I need help in a scenario when we do multipath updates to a fan-out data. When we calculate the number of paths and then update, in between that, if a new path is added somewhere, the data would be inconsistent in the newly added path.
For example below is the data of blog posts.
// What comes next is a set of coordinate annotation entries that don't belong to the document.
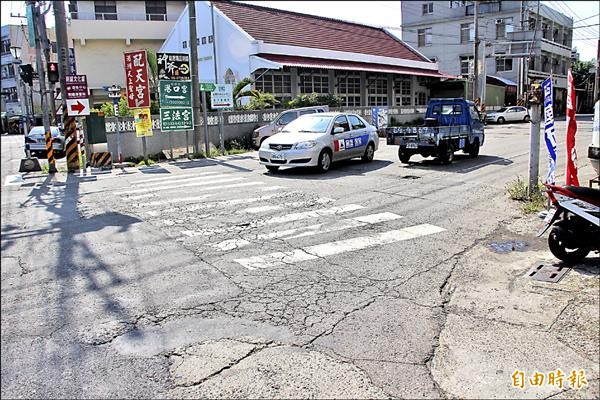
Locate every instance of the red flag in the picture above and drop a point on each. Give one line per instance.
(571, 178)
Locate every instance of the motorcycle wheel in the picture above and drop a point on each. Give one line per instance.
(561, 252)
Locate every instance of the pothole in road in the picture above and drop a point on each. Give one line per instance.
(507, 247)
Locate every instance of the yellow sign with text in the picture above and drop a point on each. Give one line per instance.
(143, 122)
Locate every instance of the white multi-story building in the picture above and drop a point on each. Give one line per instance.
(444, 32)
(103, 30)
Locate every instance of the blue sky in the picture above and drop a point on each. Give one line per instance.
(387, 13)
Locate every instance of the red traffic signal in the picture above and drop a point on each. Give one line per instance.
(53, 72)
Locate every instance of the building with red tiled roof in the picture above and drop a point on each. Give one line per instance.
(289, 53)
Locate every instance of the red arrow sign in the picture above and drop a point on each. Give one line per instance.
(77, 107)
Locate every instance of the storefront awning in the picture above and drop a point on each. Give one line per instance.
(309, 62)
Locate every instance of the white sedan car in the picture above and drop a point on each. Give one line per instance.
(317, 140)
(508, 114)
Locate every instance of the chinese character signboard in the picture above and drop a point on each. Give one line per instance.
(136, 76)
(173, 66)
(143, 122)
(76, 87)
(222, 96)
(175, 93)
(176, 119)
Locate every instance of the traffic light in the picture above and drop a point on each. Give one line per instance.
(53, 72)
(26, 72)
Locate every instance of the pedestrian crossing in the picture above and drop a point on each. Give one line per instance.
(244, 220)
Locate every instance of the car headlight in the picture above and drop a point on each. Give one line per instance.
(305, 145)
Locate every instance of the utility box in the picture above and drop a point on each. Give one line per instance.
(94, 128)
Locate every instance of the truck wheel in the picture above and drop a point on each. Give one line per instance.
(403, 156)
(474, 149)
(446, 153)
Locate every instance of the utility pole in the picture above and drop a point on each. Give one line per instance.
(195, 81)
(220, 114)
(64, 69)
(42, 79)
(475, 53)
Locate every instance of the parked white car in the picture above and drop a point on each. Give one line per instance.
(262, 133)
(35, 141)
(317, 140)
(508, 114)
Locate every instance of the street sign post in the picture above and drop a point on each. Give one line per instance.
(222, 96)
(175, 93)
(78, 107)
(207, 86)
(176, 119)
(173, 66)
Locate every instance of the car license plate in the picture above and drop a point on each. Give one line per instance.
(550, 215)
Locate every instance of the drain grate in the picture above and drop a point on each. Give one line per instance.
(547, 273)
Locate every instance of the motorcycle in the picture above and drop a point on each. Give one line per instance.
(575, 221)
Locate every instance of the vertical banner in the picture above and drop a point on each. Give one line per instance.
(549, 133)
(143, 122)
(571, 177)
(136, 76)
The posts can be tagged by multiple terms like “tag1”, “tag2”. In order to find how many posts are tagged with a specific tag I can fanout the posts data to the tags path path as well:
/posts/postid1:{“Title”:”Title 1”, “body”: “About Firebase”, “tags”: {“tag1:true, “tag2”: true}}
/tags/tag1/postid1: {“Title”:”Title 1”, “body”: “About Firebase”}
/tags/tag2/postid1: {“Title”:”Title 1”, “body”: “About Firebase”}
Now consider concurrently,
1a) that User1 wants to modify title of postid1 and he builds following multi-path update:
/posts/postid1/Title : “Title 1 modified”
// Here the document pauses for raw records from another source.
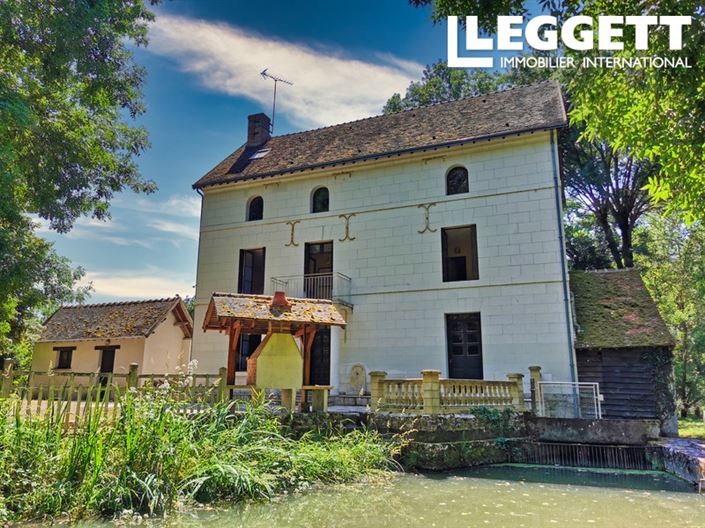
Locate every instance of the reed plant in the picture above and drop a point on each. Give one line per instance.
(151, 457)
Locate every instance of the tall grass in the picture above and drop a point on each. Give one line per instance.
(151, 459)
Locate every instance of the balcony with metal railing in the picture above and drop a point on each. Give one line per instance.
(334, 286)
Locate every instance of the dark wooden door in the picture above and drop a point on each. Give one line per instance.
(318, 270)
(107, 364)
(464, 346)
(320, 358)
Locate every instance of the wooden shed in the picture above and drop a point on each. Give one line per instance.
(623, 344)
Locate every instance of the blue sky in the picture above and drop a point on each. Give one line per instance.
(203, 64)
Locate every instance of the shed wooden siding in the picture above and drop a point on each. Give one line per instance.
(626, 380)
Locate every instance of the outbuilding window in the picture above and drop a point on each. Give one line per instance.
(64, 357)
(457, 181)
(319, 200)
(255, 209)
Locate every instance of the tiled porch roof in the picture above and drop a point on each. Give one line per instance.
(256, 313)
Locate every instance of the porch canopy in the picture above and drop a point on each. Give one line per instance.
(238, 313)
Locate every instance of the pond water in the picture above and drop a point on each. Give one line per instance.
(497, 496)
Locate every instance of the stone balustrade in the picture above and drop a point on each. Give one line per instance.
(432, 395)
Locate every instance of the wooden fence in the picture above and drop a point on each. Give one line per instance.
(432, 395)
(71, 394)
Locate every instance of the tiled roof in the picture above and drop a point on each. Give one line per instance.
(522, 109)
(614, 310)
(113, 320)
(257, 309)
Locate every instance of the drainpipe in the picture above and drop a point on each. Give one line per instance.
(564, 265)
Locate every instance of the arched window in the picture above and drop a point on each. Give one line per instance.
(255, 209)
(319, 200)
(457, 180)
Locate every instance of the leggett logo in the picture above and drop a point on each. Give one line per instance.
(541, 33)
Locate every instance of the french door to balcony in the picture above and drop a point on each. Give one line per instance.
(318, 270)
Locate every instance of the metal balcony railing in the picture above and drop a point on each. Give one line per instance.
(334, 286)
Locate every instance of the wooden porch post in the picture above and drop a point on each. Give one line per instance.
(309, 334)
(234, 334)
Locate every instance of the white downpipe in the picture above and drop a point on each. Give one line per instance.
(335, 338)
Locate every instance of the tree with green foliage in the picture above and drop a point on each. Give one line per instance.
(673, 268)
(609, 184)
(655, 113)
(68, 86)
(585, 243)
/tags/tag1/postid1/Title : “Title 1 modified”
/tags/tag2/postid1/Title : “Title 1 modified”
1b) At the same time User2 wants to add tag3 to the postid1 and build following multi-path update:
/posts/postid1/tags : {“tag1:true, “tag2”: true, “tag3”: true}
/tags/tag3/postid1: {“Title”:”Title 1”, “body”: “About Firebase”}
So apparently both updates can succeed one after other and we can have tags/tag3/postid1 data out of sync as it has old title.
I can think of security rules to handle this but then not sure if this is correct or will work.
Like we can have updatedAt and lastUpdatedAt fields and we have check if we are updating our own version of post that we read:
posts":{
"$postid":{
".write":true,
".read":true,
".validate": "
newData.hasChildren(['userId', 'updatedAt', 'lastUpdated', 'Title']) && (
!data.exists() ||
data.child('updatedAt').val() === newData.child('lastUpdated').val())"
}
}
Also for tags we do not want to check that again and we can check if /tags/$tag/$postid/updatedAt is same as /posts/$postid/updatedAt.
"tags":{
"$tag":{
"$postid":{
".write":true,
".read":true,
".validate": "
newData.hasChildren(['userId', 'updatedAt', 'lastUpdated', 'Title']) && (
newData.child('updatedAt').val() === root.child('posts').child('$postid').val().child('updatedAt').val())”
}
}
}
By this “/posts/$postid” has concurrency control in it and users can write their own reads Also /posts/$postid” becomes source of truth and rest other fan-out paths check if updatedAt fields matches with it the primary source of truth path.
Will this bring in consistency or there are still problems? Or can bring performance down when done at scale?
Are multi path updates and rules atomic together by that I mean a rule or both rules are evaluated separately in isolation for multi path updates like 1a and 1b above?